Ingredients
- For the Curry:
- Olive Oil or Coconut Oil: 2 tablespoons (for sautéing)
- Yellow Onion: 1 medium, finely chopped
- Garlic: 4 cloves, minced
- Fresh Ginger: 1 tablespoon, grated (about a 1-inch piece)
- Sweet Potatoes: 2 large (about 1.5 lbs or 700g), peeled and diced into 1-inch cubes
- Red Bell Pepper: 1 medium, deseeded and chopped (optional, for extra color and sweetness)
- Curry Powder: 2-3 tablespoons (adjust to your preference; use a good quality mild or medium blend)
- Ground Turmeric: 1 teaspoon
- Ground Cumin: 1 teaspoon
- Ground Coriander: ½ teaspoon (optional, but recommended)
- Cayenne Pepper or Red Pepper Flakes: ¼ – ½ teaspoon (optional, for a touch of heat, adjust to taste)
- Vegetable Broth: 1 cup (240 ml)
- Full-Fat Coconut Milk: 1 can (13.5 oz / 400 ml), shaken well
- Chickpeas: 1 can (15 oz / 425g), rinsed and drained
- Fresh Spinach: 5 oz (140g), roughly chopped if leaves are large
- Lime Juice: From 1 fresh lime (about 2 tablespoons)
- Salt: To taste (start with 1 teaspoon)
- Black Pepper: To taste (start with ½ teaspoon)
- Maple Syrup or Agave Nectar: 1-2 teaspoons (optional, to balance flavors if needed)
- For Garnish (Optional but Recommended):
- Fresh Cilantro: ¼ cup, chopped
- Toasted Coconut Flakes
- A dollop of Vegan Yogurt
- Extra Lime Wedges
Instructions
- Sauté the Aromatics: Heat the olive oil or coconut oil in a large pot or Dutch oven over medium heat. Add the chopped onion and cook until softened and translucent, about 5-7 minutes.
- Add Garlic and Ginger: Stir in the minced garlic and grated ginger. Cook for another 1-2 minutes until fragrant, being careful not to burn the garlic.
- Bloom the Spices: Add the curry powder, turmeric, cumin, ground coriander (if using), and cayenne pepper (if using) to the pot. Stir constantly and cook for 1-2 minutes until the spices are fragrant. This step, known as “blooming,” is crucial for developing deep flavor.
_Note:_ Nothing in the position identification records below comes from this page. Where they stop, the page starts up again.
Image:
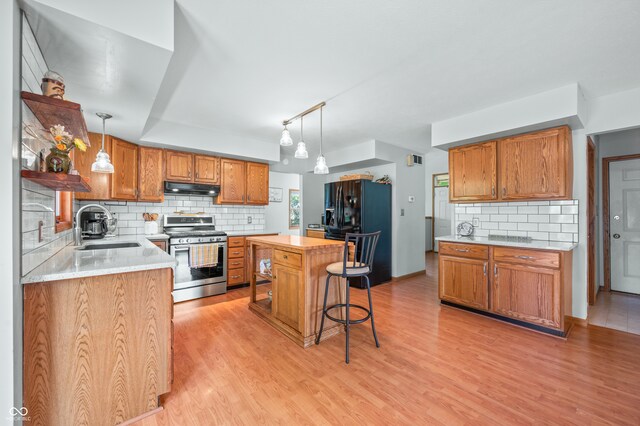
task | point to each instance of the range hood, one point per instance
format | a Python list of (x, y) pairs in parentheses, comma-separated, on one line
[(180, 188)]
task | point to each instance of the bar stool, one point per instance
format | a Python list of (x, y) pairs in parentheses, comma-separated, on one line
[(360, 266)]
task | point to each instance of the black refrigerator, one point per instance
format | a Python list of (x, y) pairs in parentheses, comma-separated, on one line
[(361, 206)]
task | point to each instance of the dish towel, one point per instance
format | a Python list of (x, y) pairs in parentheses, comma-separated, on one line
[(203, 255)]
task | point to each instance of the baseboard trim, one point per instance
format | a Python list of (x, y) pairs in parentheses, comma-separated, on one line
[(411, 275)]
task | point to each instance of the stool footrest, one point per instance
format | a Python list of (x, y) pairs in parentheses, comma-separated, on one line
[(344, 321)]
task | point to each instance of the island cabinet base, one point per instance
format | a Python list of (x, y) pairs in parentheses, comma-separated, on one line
[(298, 276), (97, 350)]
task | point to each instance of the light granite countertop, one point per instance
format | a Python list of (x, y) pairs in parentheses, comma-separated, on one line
[(71, 263), (247, 233), (533, 244)]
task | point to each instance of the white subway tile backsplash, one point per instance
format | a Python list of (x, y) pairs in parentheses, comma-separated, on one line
[(546, 220)]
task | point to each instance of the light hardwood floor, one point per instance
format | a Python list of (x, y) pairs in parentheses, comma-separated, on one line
[(436, 365)]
- Incorporate Vegetables: Add the diced sweet potatoes and chopped red bell pepper (if using) to the pot. Stir well to coat the vegetables evenly with the spices. Cook for 3-5 minutes, stirring occasionally.
- Build the Curry Base: Pour in the vegetable broth and the full-fat coconut milk. Stir everything together, ensuring any browned bits from the bottom of the pot are scraped up (this adds flavor!).
- Simmer to Perfection: Bring the curry to a gentle simmer. Once simmering, reduce the heat to low, cover the pot, and let it cook for 15-20 minutes, or until the sweet potatoes are tender and can be easily pierced with a fork. Stir occasionally to prevent sticking.
- Add Chickpeas and Spinach: Once the sweet potatoes are tender, stir in the rinsed and drained chickpeas and the fresh spinach. Cook for another 3-5 minutes, or until the spinach has wilted into the curry.
- Final Flavor Adjustments: Remove the curry from the heat. Stir in the fresh lime juice. Taste the curry and adjust seasonings as needed. Add salt and black pepper to your preference. If you find the curry needs a touch more sweetness to balance the flavors (especially if your sweet potatoes aren’t very sweet or your curry powder is very savory), stir in 1-2 teaspoons of maple syrup or agave nectar.
- Rest and Serve: Let the curry sit for 5-10 minutes before serving. This allows the flavors to meld together even more. Garnish with fresh cilantro, toasted coconut flakes, a dollop of vegan yogurt, and extra lime wedges on the side, if desired.